Desta forma, o estudo concluiu que todos nós que vivemos hoje em dia podemos rastrear nossos ancestrais a pelo menos duas populações distintas que viviam na África um milhão de anos atrás.
"Todos os seres humanos compartilham relativamente um ancestral comum, mas a história do nosso passado mais distante é mais complicada do que uma espécie que evoluiu em um único local ou em isolamento", afirma o geneticista Aaron Ragsdale, da Universidade de Wisconsin-Madison, nos Estados Unidos, líder deste estudo.
Foram também examinados os dados do genoma de 91 cidadãos europeus para representar a influência da era pós-colonial e dos neandertais, a espécie humana extinta que se concentrou na Europa até cerca de 40 mil anos atrás.
Scerri conclui que este estudo é importante porque, além de criar um "novo modelo de evolução humana", ele confirma a teoria das múltiplas origens do ponto de vista genético.

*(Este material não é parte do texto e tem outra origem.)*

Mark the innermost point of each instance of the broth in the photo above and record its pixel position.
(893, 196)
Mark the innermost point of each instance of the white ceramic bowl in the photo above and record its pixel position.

"Ele complementa outros estudos genéticos que usam DNA de populações africanas que viveram entre os último 10 mil a 30 mil anos e já observavam a evidência de uma estrutura profunda da nossa espécie", declarou ela.
"É emocionante que estes resultados confirmem o nosso modelo e coloquem mais um prego no caixão da ideia de que os seres humanos evoluíram de uma única população, em uma única região da África", acrescenta Scerri.
Sejam ou não confirmadas as conclusões deste estudo recente, não há mais dúvidas de que a complexidade da origem da nossa espécie continuará sendo objeto de inúmeras pesquisas.
E os novos estudos contarão cada vez mais com os rápidos avanços da tecnologia.